This collaborative book offers a collection of 250 stories out of 11,000 entries from India.
The famous contemporary romance-fiction author Durjoy Datta has been selling books like hot cakes for the last ten years. His fictional plots maybe an instant hit with readers in the bloom of their youth, but they also work well with those that are way past that age and stage. His affable nature on social media is equally responsible for his unwavering popularity, as is his dimpled smile that serenades female fans at book fairs. But he also has male fans in equal measure.
Durjoy has recently collaborated with a fragrance brand to compile the crowd sourced book, Pocketful O’ Stories that was released last month.
A decade has swept past with multiple awards in his kitty (his book The Boy Who Loved was nominated for the 16th Crossword book awards), but Durjoy manages to churn out fresh and original ways to tell tales of love. But much to one’s surprise, the author has never fancied himself as someone who writes love stories, “Maybe that’s why I never feel that pressure of telling a love story.” He says, “I think of myself as someone who writes about characters and those characters manage to fall in love with each other. In many of the books, they don’t even fall in love till the very fag end of the book. I think most of my concentration is on writing a story that has interesting characters and has drama,” he explains.
For Pocket Full O’ Stories, the writer was tasked with his toughest job yet for the simple reason he had to pick out 250 short stories out of the 11000 entries from all over India. The entire process took over six months, from inviting entries to locking down the final 250, he narrates, “I thought it was going to be easy. But within the first week, there were a bunch of stories that were way better than the 10 I had submitted. I had to redo my stories a bunch of times to get it match with the others,” he quips, adding, “It was an amazing experience, also very humbling.” The author has also ever so slightly added his own touch to these stories to make them more impactful, but he graciously won’t take credit for any of them.
Working on Pocket Full O Stories, also gave Durjoy a peek into the thoughts behind the young minds of these storytellers, he says, “A lot of them tried to end with a twist. It was easy to fall into that trap. But since the entire process of selecting stories was interactive, I told them that and they started sending them in different formats.”
Even at the zenith of his career, his naysayers position his work as lacking literary ingenuity. But the writer is quite self-aware. He says, “I believe that are good books and bad books. Like many of my books haven’t endured and are egregiously bad, most of the literary or mid-list fiction that comes out of India is absolutely unreadable too. Like mine lack literary ingenuity, there are supposedly literary writers who lack a story. At the end of the day, it doesn’t matter what genre you’re writing in, it’s about acceptance by a certain audience.”

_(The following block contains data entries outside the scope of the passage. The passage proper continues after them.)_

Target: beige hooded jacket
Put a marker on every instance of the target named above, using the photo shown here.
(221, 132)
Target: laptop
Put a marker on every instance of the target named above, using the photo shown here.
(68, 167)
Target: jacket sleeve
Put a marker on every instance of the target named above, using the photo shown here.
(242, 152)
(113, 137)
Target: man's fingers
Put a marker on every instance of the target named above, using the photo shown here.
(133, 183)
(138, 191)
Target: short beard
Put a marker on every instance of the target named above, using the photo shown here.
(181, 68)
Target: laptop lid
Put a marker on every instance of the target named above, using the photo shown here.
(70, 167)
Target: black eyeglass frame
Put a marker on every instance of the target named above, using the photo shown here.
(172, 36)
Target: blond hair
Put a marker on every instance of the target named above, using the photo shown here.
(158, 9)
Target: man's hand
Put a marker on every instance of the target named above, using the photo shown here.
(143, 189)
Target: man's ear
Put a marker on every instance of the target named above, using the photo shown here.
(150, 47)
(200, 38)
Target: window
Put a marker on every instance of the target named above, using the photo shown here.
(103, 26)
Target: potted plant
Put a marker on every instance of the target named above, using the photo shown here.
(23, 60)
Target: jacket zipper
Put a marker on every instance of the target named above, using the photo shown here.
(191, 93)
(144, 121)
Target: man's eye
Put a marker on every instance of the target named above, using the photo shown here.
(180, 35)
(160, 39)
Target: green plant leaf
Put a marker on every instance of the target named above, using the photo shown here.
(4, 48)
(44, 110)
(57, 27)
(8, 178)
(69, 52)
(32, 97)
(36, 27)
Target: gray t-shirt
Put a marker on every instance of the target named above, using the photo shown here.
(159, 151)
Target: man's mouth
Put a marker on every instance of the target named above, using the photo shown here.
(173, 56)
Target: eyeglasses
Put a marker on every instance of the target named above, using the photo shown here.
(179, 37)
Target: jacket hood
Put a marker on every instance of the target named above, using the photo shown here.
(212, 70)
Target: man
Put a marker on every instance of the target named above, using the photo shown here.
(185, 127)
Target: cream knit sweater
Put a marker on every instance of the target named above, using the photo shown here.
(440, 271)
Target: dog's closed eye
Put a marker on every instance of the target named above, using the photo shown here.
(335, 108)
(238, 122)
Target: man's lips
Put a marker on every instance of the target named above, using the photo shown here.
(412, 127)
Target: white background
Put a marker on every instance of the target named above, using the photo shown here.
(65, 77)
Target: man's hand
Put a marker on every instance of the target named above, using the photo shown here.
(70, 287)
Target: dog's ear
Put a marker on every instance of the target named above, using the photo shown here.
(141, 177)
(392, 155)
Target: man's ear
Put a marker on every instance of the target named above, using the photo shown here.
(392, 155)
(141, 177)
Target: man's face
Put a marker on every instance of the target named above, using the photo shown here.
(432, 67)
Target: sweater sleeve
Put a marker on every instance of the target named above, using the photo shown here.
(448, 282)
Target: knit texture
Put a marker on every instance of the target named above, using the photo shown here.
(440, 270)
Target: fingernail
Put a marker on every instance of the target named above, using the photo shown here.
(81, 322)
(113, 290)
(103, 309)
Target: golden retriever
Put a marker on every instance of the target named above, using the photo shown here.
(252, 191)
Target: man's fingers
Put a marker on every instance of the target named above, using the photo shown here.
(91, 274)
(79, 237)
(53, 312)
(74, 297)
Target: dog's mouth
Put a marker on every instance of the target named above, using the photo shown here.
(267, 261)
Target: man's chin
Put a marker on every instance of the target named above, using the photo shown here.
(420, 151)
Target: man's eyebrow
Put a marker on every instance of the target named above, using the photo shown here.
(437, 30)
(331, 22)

The author is firm on his thought when he says he will neither shift genres nor change his writing style to cater to the non-readers, “In fact, I wrote a thriller a couple of years ago and that was well received. It was named like a romance novel because it’s easier to reach out and sell the book. As for changing my writing style, it’s not in my hands. I don’t think any writer intentionally dumbs down the way he or she writes. The way I write, that’s my best at that moment. Also, I don’t aim to have the most beautiful prose in the business (although that would be great), what I would want is for my prose to be more effective,” he expresses.
The meaning of success can be different for different people. For a writer it could either translate to the number of books he or she has sold or weigh it on the scale of the ever so gracious rave reviews from critics of the literary world - but Durjoy measures success in different terms. “I have almost never received rave reviews from critics, or any kind of review to be honest.” He continues, “Other writers, yes, but then they are also friends and can’t be trusted. Having said that even sales are not a good indicator of how the book actually was. It’s only when people come to me and talk about a certain book with a lot of passion long after they have read it, is when I know that it worked.”